Une exclamation ténue s’éleva dans la classe. Les yeux des apprenants passèrent aussitôt de la nouvelle à leur camarade. Loin de s’en trouver intimidée, Cassandre bomba le torse :

— Bien sûr, Madame, articula-t-elle à outrance. Le signâcle, c’est ce qui nous permet de projeter l’aerya. On prend de l’encre atmosphérique, on trace le symbole, puis le cercle, et ça s’active. Voilà.

La règle que tenait Circé claqua dans son autre paume.

— Et ?

— Et après notre oiseau chante. 'Voyez ? Rien de sorcier.

Toute fière, Cassandre tapa dans la main de son voisin, qui lui ressemblait comme deux gouttes d’eau. Son sourire ne l’avait pas quitté. Pourtant, autour d’elle, ses camarades s’affaissaient peu à peu sur leurs chaises. Une moue sévère assombrissait le visage déjà fermé de leur professeure.

— Cornélia, as-tu compris ?

Un éclair d’angoisse foudroya l’adolescente.

— Euh – je – bah… oui, c’est-

— Ne cherche pas à lui faire plaisir. C’était incompréhensible.

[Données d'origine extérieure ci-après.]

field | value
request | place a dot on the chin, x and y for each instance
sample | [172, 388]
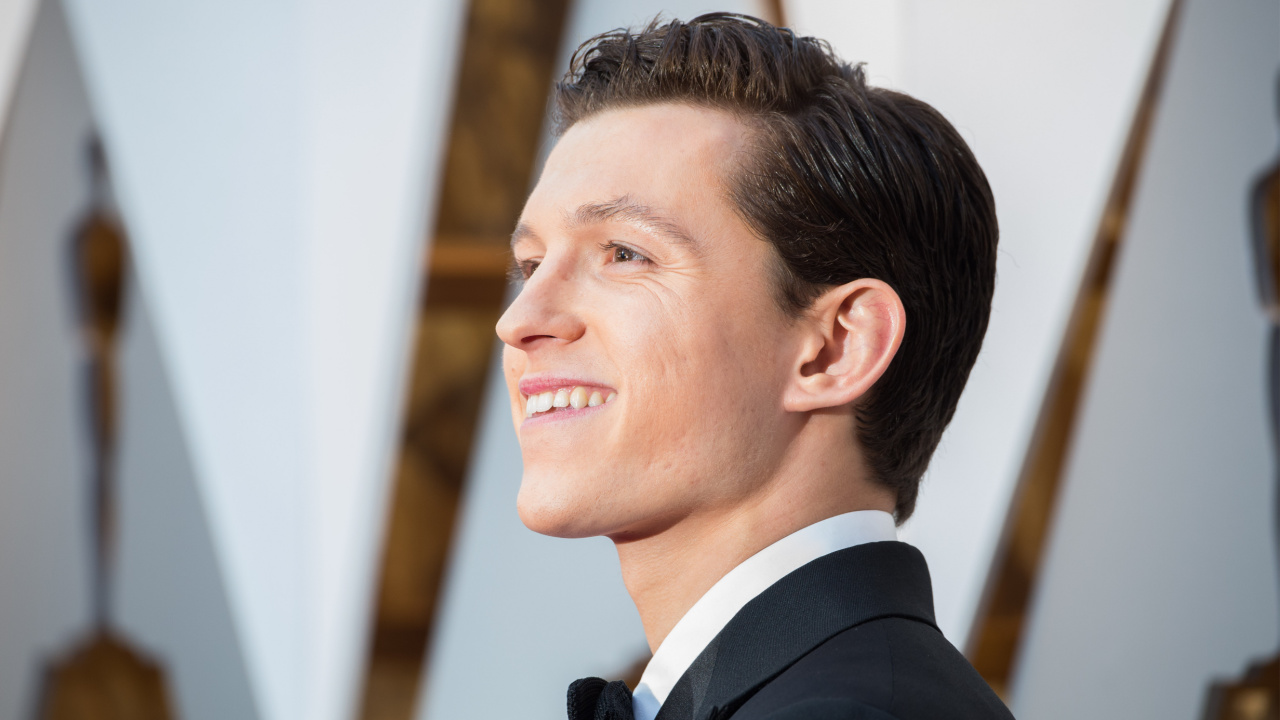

Le ricanement qui se diffusa par vagues acheva d’effacer le rictus de Cassandre.

— Écoutez-moi bien ; Cornélia arrive dans un contexte très particulier. Elle ne vient pas d’une famille d’oiseliers, comme vous, ou même les Premiers Vols, qui sont actuellement en train de se préparer à rencontrer leur augure. Elle a besoin d’un temps d’observation, et je ne laisserai aucun d’entre vous s’en prendre à elle. Vous êtes pour la plupart, sinon dans la quasi-totalité, loin d'avoir une maîtrise assez conséquente pour vous permettre de lui faire la leçon. Suis-je bien claire ?

— O-oui, Madame Lavignon.

— Maintenant, quelqu’un pourrait compléter la réponse très évasive, et ma foi peu efficace de Cassandre ?

Les apprenants baissèrent la tête d’un même geste paniqué. Après la tempête que venait d'essuyer leur amie, ils préféraient passer pour des idiots plutôt que de risquer les foudres de la directrice !

Sans surprise, l’attention de la directrice se reporta sur Briar. Un soupir de soulagement collectif émana quand il se leva, s’empara à son tour de la craie.

— Le règne vivant perçoit deux formes d’aerya ; l’aerya interne, dans les individus, et l’aerya externe, qui se situe tout autour de nous… un peu comme de l’oxygène. Les augures l’ont en elle, contrairement à nous autres, les humains.

Cornélia réprima un tic nerveux. Humaine. Jusqu’ici, rien ne prouvait qu’elle ne l’était pas – au moins à moitié.

— Nous ne pouvons pas la canaliser ni l’utiliser sur nous-même. Le signâcle est comme un mot, une intention écrite dans l’air, scellée par le cercle qui l’entoure, et activée par le chant de notre augure. Je dirais qu’il faut trois composantes pour une projection parfaite ; la précision de la calligraphie, la puissance de l’augure, et la volonté de l’oiselier.

Son écriture, aussi rapide que tarabiscotée, ne tarda pas à recouvrir le tableau. Les schémas qu’il traçait à toute allure prirent bientôt la forme de l’un de ces grands glyphes qui ornaient les moindres recoins de la volière, aux lignes étonnamment droites pour un tracé à main levée.

— Par exemple ; lumière.

Sitôt qu’il leva la pointe de sa craie, le gros moineau resté à sa place se mit à piailler. Le dessin s’arracha au tableau, fin comme un fil d’araignée, et s’emmêla en un nœud au centre palpitant. Une étincelle s’en échappa. Puis une autre. Toute une cascade. Le feu d’artifice miniature tourbillonna sur lui-même devant les mines déconfites de ses camarades, jusqu’à former une petite sphère parfaitement lisse, dont il émanait une lueur chaude et réconfortante.

Certains élèves applaudirent timidement. À demi avachie contre le mur, Prospérine croisa les paumes, pliant trois doigts avant d’indiquer sa tête, comme une couronne. Même si Epona se tut, Cornélia se douta, au vu de la moue de sa nouvelle amie, que cela signifiait quelque chose comme « espèce de crâneur ».

— Alors, Cornélia ?

La petite dernière sursauta.

— Qu’en penses-tu, insista Circé. C’est plus clair pour toi, à présent ?

— Ou-oui. J’ai compris.

En s’étonnant elle-même, cette fois, elle ne mentait pas.